Monday, March 19, 2012

Israel and Glass

I spent three weeks of this past January in Israel, "chaperoning" (for lack of a better word) a Hamline undergraduate class studying the Israeli Arab conflict.  We almost literally (and the writing teachers cringe) visited the four corners of the country, to say the trip was interesting is a major understatement.  Hamline instructor, Nurith, and our Israeli guide, Amir, lead the class.  Amir lives in a beautiful home with gorgeous big windows that gaze the outer edges of Jerusalem. Lots of light, even on the stormy day we visited, and I now had a plan.

Days later, as we traveled South on highway 90 along the border with Jordan, we stopped to visit a memorial, Andartat Habikaa, high on a hill and dedicated to a group of Israeli soldiers killed in battle near here in the late 1960's (pictured below) .
While our group gathered to hear the history of the area I spotted a green bottle halfway down the side of the hill on which the memorial stood.  Needless to say I climbed down and got that bottle.  With the exception of a dozen or so flies no longer among the living, the bottle was in nice shape, didn't even have a label I'd have to remove.  Then while in Tel Aviv a few days later I found a nice aqua blue bottle, I took that as well.  Now I would need just one additional color, this I would locate in the flea market in Jaffa the day we were to fly home, a brown glass cup purchased from a vendor for about $3.00.
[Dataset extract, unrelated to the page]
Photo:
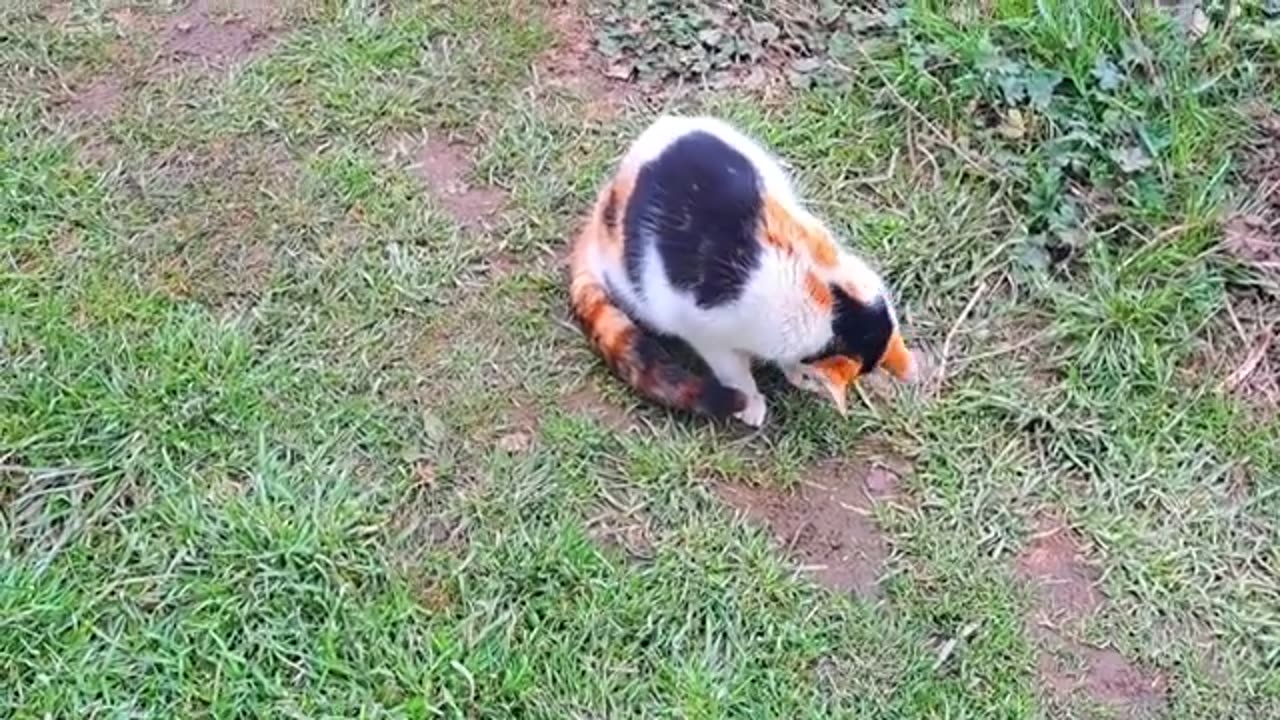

Once home, and with hammer, I broke the two bottles and the cup into many pieces and melted all in my kiln.  From there the pieces were cut to shape and placed onto the frames as you see them below, the green bottle provides the stem, the blue bottle the petals, and the brown cup the bud (the background colors I already had at home).   It's not really possible to see in these pictures, but I think both pieces turned out nicely since the chunks of glass that make up the flowers are thicker, giving a bit of a 3D effect.  So from glass collected in the beautiful country of Israel come four beautiful flowers.  My first "international" pieces!  And my hope, the one in yellow looks nice in a big bright window gazing the outer edges of Jerusalem.